DRUID’S JOURNEY: FULL CIRCLE
H e stands within a ring of oaks. His feet touch stone; before him lies a pool of clear water, fern-fringed. His arms are stretched wide, palms up; his gaze is skyward. He makes of himself an empty vessel. He awaits the quickening flame of the spirit. He opens himself to the whispering voices of the gods.
There is no need to make vows; no need to bind himself to this long task with formal words, though the words he spoke at the basin of stone were in themselves a promise. It seems to him, now, that he has been walking toward this all his life. Yet at the same time he walks away: from the brethren who honor and respect him, from the family that, despite all, appears to love him; from memory, sweetest and cruelest of all.

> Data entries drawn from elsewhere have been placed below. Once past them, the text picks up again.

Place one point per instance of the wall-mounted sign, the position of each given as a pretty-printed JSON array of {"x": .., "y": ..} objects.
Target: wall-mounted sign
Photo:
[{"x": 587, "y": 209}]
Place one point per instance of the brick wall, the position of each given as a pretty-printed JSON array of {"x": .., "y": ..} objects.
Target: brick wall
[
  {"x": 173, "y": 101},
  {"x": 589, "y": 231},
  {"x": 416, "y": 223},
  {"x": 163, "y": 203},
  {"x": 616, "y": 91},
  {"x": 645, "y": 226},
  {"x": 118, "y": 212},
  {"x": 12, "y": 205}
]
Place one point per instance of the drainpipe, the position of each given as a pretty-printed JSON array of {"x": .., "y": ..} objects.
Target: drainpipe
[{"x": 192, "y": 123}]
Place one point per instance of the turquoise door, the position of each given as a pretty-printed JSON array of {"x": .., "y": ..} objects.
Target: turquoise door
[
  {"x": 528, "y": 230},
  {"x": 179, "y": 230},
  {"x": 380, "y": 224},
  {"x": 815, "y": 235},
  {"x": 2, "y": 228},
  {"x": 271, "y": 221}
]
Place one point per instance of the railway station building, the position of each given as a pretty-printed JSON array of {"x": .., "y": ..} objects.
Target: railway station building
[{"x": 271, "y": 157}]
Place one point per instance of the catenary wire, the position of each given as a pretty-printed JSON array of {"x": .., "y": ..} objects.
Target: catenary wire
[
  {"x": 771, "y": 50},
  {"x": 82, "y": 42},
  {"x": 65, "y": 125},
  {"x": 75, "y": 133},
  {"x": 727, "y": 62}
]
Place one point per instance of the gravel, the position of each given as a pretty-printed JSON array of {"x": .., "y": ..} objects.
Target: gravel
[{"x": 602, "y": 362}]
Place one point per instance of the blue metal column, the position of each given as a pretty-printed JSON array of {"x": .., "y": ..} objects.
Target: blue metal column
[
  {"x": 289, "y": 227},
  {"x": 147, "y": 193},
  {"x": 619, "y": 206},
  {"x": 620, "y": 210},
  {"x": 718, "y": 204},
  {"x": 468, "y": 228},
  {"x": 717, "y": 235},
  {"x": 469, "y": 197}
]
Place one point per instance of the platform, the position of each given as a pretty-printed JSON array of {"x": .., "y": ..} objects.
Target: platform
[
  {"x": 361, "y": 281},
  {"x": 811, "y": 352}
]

He sees them in the clouds. His daughter, creature of fire and magic, difficult, angry, clever; his mother the sorceress, despised nemesis from whom he learned so much. How she would laugh if she could see him now. What would this be to her, triumph or bitter blow? Her son, a prince of the Otherworld. Her son, a druid
dedicated to the path of light. Well, she is gone, and the question remains unanswered.
Niamh. The thought of her is an ache in the heart, an emptiness never to be filled. His lovely Niamh, who danced by firelight and stole his heart forever and a day. Niamh, who gave him his child. Niamh, whom his mother killed. They are woven together, the three of them, the bright and the dark. He wears them like a garment of flowering thorn.
Others have opened cracks in his long-closed heart: that remarkable child Finbar, with his wide-open eyes and soaring courage; the sisters, Clodagh, Sibeal, Maeve, each of them more extraordinary than she can ever know. Cathal, whom he has spared to live and love, to have for a lifetime what he was granted for a scant three years. It was the right choice. It was the only choice. This duty is his and his alone.
The clouds drift before the wind and the faces are gone. The druid lowers his arms; crosses his hands at his breast. He closes his eyes. Around him the circle stills. He breathes in a slow pattern. There will be challenges; there will be dissent. There will be sharp knives and sharper words. Let them come. The flame burns in his spirit and he is not afraid.